Justiça
Lewandowski cita razões pessoais e familiares para deixar o governo; leia a carta enviada a Lula
O ministro da Justiça também mencionou limitações políticas e orçamentárias à frente da pasta
O ministro da Justiça e da Segurança Pública, Ricardo Lewandowski, formalizou nesta quinta-feira 8 seu pedido de demissão ao presidente Lula (PT). Em carta ao petista, o ministro afirma deixar o cargo por “razões de caráter pessoal e familiar” e diz que sua saída se efetivará na sexta-feira 9.
O documento confirma a decisão que já havia sido comunicada informalmente ao presidente no fim de 2025 e que se tornou pública momentos depois do ato sobre os três anos do 8 de Janeiro no Palácio do Planalto.
Na carta, Lewandowski afirma ter cumprido suas atribuições “com zelo e dignidade”, destacando que ele e sua equipe trabalharam sob limitações políticas e orçamentárias. O ministro também agradece a Lula pelo “estímulo e apoio” recebidos durante quase dois anos no comando do ministério.
A saída de Lewandowski ocorre em meio às discussões sobre o futuro da estrutura ministerial. A possibilidade de desmembrar o Ministério da Justiça e criar uma pasta exclusiva para a Segurança Pública ganhou força nas últimas semanas, especialmente diante da possível aprovação da PEC da Segurança Pública no Congresso.
A transição, agora oficializada, intensifica as articulações em torno dos possíveis sucessores.
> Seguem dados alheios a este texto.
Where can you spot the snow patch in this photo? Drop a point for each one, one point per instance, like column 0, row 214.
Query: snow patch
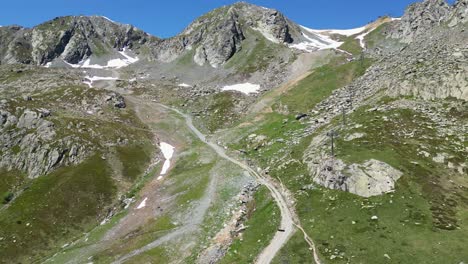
column 267, row 34
column 113, row 63
column 320, row 42
column 108, row 19
column 245, row 88
column 184, row 85
column 167, row 151
column 344, row 32
column 143, row 203
column 362, row 36
column 89, row 80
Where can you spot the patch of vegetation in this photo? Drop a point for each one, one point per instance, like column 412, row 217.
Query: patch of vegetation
column 263, row 222
column 425, row 216
column 10, row 181
column 187, row 57
column 295, row 251
column 54, row 209
column 376, row 36
column 135, row 159
column 219, row 110
column 142, row 236
column 352, row 45
column 320, row 84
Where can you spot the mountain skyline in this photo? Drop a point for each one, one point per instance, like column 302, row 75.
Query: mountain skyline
column 159, row 20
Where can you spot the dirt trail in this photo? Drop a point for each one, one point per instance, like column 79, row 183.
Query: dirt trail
column 288, row 221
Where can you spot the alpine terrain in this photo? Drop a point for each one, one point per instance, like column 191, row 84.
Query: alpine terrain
column 246, row 138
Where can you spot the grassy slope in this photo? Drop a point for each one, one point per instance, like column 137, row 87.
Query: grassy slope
column 255, row 55
column 219, row 110
column 412, row 223
column 320, row 85
column 46, row 213
column 262, row 223
column 71, row 200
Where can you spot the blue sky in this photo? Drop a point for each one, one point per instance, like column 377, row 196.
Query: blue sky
column 165, row 18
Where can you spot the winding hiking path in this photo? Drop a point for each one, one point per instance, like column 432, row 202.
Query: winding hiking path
column 287, row 219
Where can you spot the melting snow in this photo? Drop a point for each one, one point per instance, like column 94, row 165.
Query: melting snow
column 361, row 38
column 321, row 41
column 142, row 204
column 344, row 32
column 108, row 19
column 245, row 88
column 97, row 78
column 167, row 151
column 266, row 34
column 114, row 63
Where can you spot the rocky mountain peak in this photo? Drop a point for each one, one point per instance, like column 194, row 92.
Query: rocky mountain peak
column 460, row 13
column 419, row 18
column 71, row 38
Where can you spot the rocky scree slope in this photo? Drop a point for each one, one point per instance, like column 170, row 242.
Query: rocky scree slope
column 429, row 65
column 212, row 39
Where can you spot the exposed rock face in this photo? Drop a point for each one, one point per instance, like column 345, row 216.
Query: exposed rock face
column 68, row 38
column 218, row 35
column 214, row 37
column 29, row 143
column 419, row 18
column 460, row 13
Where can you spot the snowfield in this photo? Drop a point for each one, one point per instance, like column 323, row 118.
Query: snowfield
column 321, row 40
column 90, row 80
column 113, row 63
column 142, row 204
column 167, row 151
column 246, row 88
column 344, row 32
Entre os mais cotados estão o diretor-geral da Polícia Federal, Andrei Rodrigues; o ministro da Controladoria-Geral da União, Vinícius Marques de Carvalho; e o senador Rodrigo Pacheco (PSD-MG).
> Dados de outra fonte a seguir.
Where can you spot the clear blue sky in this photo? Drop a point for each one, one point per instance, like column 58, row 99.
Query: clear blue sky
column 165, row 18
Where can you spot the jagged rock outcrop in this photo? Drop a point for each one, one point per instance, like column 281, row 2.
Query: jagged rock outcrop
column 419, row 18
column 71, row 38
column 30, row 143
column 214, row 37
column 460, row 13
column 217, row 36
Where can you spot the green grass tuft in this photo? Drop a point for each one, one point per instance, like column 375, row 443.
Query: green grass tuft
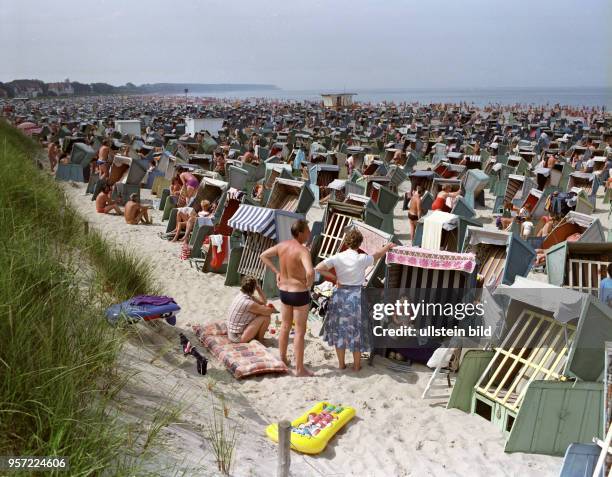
column 57, row 353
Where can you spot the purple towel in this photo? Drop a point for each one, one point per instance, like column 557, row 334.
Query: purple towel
column 154, row 300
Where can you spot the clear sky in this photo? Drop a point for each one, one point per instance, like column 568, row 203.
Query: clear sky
column 307, row 44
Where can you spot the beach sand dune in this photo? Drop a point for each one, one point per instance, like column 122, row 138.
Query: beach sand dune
column 395, row 432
Leia a íntegra da carta de Lewandowski:
“Excelentíssimo Senhor Presidente da República,
- Sirvo-me do presente para, respeitosamente, apresentar o meu pedido de exoneração do cargo de Ministro de Estado da Justiça e Segurança Pública, por razões de caráter pessoal e familiar, a partir de 9 de janeiro de 2026.
- Tenho a convicção de que exerci as atribuições do cargo com zelo e dignidade, exigindo de mim e de meus colaboradores o melhor desempenho possível em prol de nossos administrados, consideradas as limitações políticas, conjunturais e orçamentárias das circunstâncias pelas quais passamos.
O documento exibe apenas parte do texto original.